Sunday, February 10, 2008



So many films have been made about look-alikes, that you wonder what more can be done with the plot. Rajat Kapoor’s Mithya a very watchable tragic-comedy, pays tribute to films like Kagemusha and Face/Off, with a gently spoofy quality. Which is what gives some novelty and unpredictability to an otherwise done-to-death subject.

VK (Ranvir Shorey) is a struggling actor, who can quote from Hamlet with aplomb and is proud of his theatre training, just cannot get his toe into the industry door. Unknown to him, there is his duplicate, a gangster Raje, who is caught in some complicated inter-gang rivalry.

Plotting against him are two gangsters Gawde (Naseeruddin Shah) and Shetty (Saurabh Shukla). When they discover the duplicate, they hatch a plot to kill Raje and have VK infiltrate his gang.

The innocent VK is taken to a remote place to be ‘trained’ -- his last idyllic days, goofing around with Gawde’s henchmen Ram and Shyam (Vinay Pathak-Brijendra Kala) and falling in love with his moll Sonam (Neha Dhupia).

When VK is finally sent into Raje’s household, with it’s almost normal family air – wife Revati (Iravati Harshe), two perky kids, mother, hot-headed brother (Harsh Chhaya) and loyal men-- despite his fears of discovery, he seems to fit in there.

Then there’s an unexpected twist in the plot, that subtly shifts the tone from light and playful to sombre and wistful. As all the violence explodes around, there are two love stories taking place—between the fake Raje and Revati and VK-Sonam.

Kapoor has done well to cast Ranvir Shorey in the part—an actor who is just about reaching stardom, through his choice of unconventional roles, growing gradually, till his talent explodes in the face of the audience with Mithya. Despite it’s superb ensemble cast, the film leans heavily on Shorey’s lean shoulders and he never once puts the burden down. Fine performances come from actors in smaller roles, like Brijendra Kala, Tinnu Anand as a film producer almost steals the couple of scenes he appears in; Iravati Harshe who accepts the change in her husband with puzzlement, making her later disillusionment all the more poignant.
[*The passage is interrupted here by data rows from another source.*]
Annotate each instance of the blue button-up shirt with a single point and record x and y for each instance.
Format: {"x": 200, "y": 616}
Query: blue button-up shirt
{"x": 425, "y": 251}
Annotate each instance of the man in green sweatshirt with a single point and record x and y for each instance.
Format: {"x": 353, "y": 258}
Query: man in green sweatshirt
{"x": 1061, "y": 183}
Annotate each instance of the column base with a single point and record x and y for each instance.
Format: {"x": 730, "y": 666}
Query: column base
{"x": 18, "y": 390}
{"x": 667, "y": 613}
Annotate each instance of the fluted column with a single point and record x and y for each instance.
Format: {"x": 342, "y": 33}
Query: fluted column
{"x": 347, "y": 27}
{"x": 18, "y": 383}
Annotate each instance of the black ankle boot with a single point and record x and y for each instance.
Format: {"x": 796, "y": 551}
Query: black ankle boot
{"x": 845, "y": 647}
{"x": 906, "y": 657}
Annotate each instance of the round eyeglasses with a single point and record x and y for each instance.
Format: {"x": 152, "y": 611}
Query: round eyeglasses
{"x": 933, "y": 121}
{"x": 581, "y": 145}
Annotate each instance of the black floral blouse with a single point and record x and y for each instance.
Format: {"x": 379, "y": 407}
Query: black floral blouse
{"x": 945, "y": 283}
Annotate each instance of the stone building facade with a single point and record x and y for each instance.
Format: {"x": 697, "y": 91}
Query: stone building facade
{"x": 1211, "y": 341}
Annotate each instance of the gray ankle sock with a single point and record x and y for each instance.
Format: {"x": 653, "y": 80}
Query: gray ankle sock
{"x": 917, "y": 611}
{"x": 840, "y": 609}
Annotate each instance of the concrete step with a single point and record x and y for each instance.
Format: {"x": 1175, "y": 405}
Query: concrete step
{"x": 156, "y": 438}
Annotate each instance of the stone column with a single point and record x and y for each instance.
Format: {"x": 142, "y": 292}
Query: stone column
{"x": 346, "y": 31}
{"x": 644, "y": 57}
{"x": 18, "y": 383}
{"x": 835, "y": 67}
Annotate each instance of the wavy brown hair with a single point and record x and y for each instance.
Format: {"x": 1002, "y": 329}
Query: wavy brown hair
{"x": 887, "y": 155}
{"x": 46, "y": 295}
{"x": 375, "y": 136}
Kapoor’s earlier films Raghu Romeo and Mixed Doubles had a slight ‘look-I’m-so-clever’ feel, Mithya is as whimsical as it is self-assured. The director has finally arrived at a point where bigger and better things can be expected from him.

Super Star

It’s one of those co-incidences that Rohit Jugraj’s Super Star, the other release of the week, has the same plot idea as Mithya— in this one too a dead man’s look-alike takes his place, but that’s where the similarity ends.

While Mithya is a complex, layered look at the question of identity, Jugraj’s film is a straightforward and slow-paced, looking like it stretched an incomplete or underwritten screenplay to full length.

Kunal (Khemu) is a junior artiste who wants to be a star (when was the last time an extra in films became a star in real life?), while his parents worry about his future. Then one day, his look-alike is splattered all over the media as the next superstar, and Kunal’s hopes are dashed.

But Karan, the pampered, barely sober son of a rich producer Saxena (Darshan Jariwala) is not interested in acting; since there are crores riding on him, Saxena hires Kunal as a stand-in. But Karan dies in an accident, and Kunal is forced to keep playing Karan, so that the film can be completed.

This is not a serious introspective film, so Kunal hardly goes through any angst over the situation. There are a couple of sneering “investigative” journalists sniffing around for scoops, but when one of them gets to hear the truth, through a hidden tape-recorder, he chooses not to expose it. So no excitement or tension building up there.

The two romantic tracks with a budding reporter (Tulip Joshi) and a starlet (Aushima Sawhney) are also too weak to lift the tedium the film induces. For a story set in the movie industry, Jugraj doesn’t even get the film-within-film right.

An earnest Kunal Khemu is handed a poor script and the company of hams. He has an unpolished charm that worked in films like Kalyug and Traffic Signal, but he is not likely to get too many films that are willing to let him get away using just his muscular body and lop-sided grin.